Identifying the key catalysts
Leading network virtualization company VMware (VMW) generates strong free cash flow, buoyed by the solid revenue growth and a large number of new contracts. Increased unearned revenues and its higher backlog have also contributed to growth in free cash flow.
Despite the regular share repurchase policy coupled with its acquisition strategy, the company is able to maintain strong growth in free cash flow.
From the graph above, we can see VMware’s free cash flow growth in the last five years. During this period, it maintained an increasing trend. VMW exited fiscal 2018 with free cash flow of ~$2.9 billion against $2.2 billion in fiscal 2017.
In Q4 2018, the company produced free cash flow of $748.0 million, compared with $419.0 million YoY (year-over-year). VMware also generated free cash flow at an average of $2.1 billion per year.

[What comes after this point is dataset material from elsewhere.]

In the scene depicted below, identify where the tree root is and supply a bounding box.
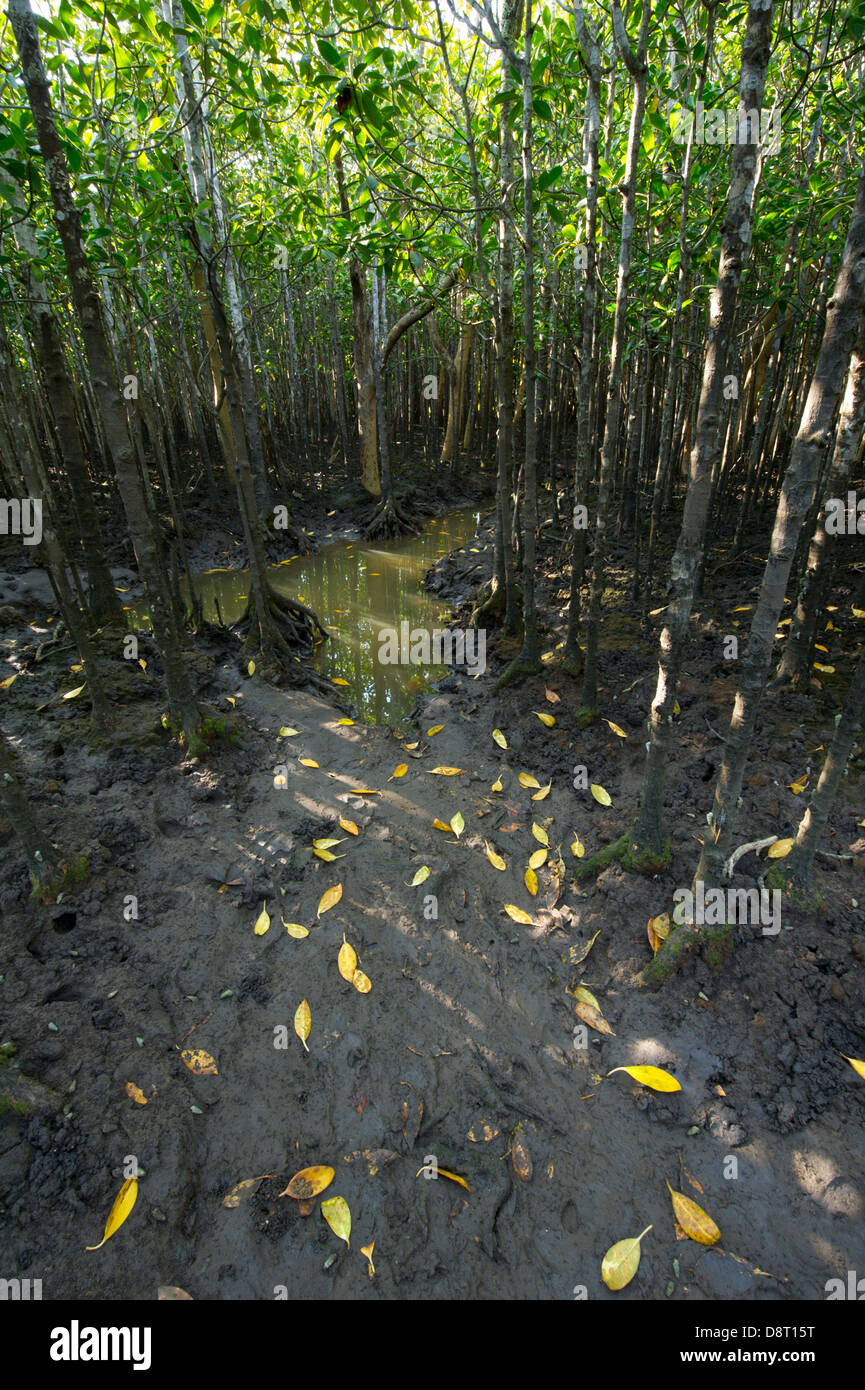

Importance of strong free cash flow
This strong free cash flow allows VMware to boost its capital return policy to its investors through regular share buybacks. After the share repurchases, the company maintains a healthy free cash flow. Strong free cash flow generation may drive the company’s inorganic growth through timely acquisitions.
In the last five years, VMW paid ~$5.4 billion to its shareholders, whereas it invested ~$2.2 billion in the acquisition. Citrix (CTXS), which operates in the same space, generated average annual free cash flows of ~$825.0 million in the last five years.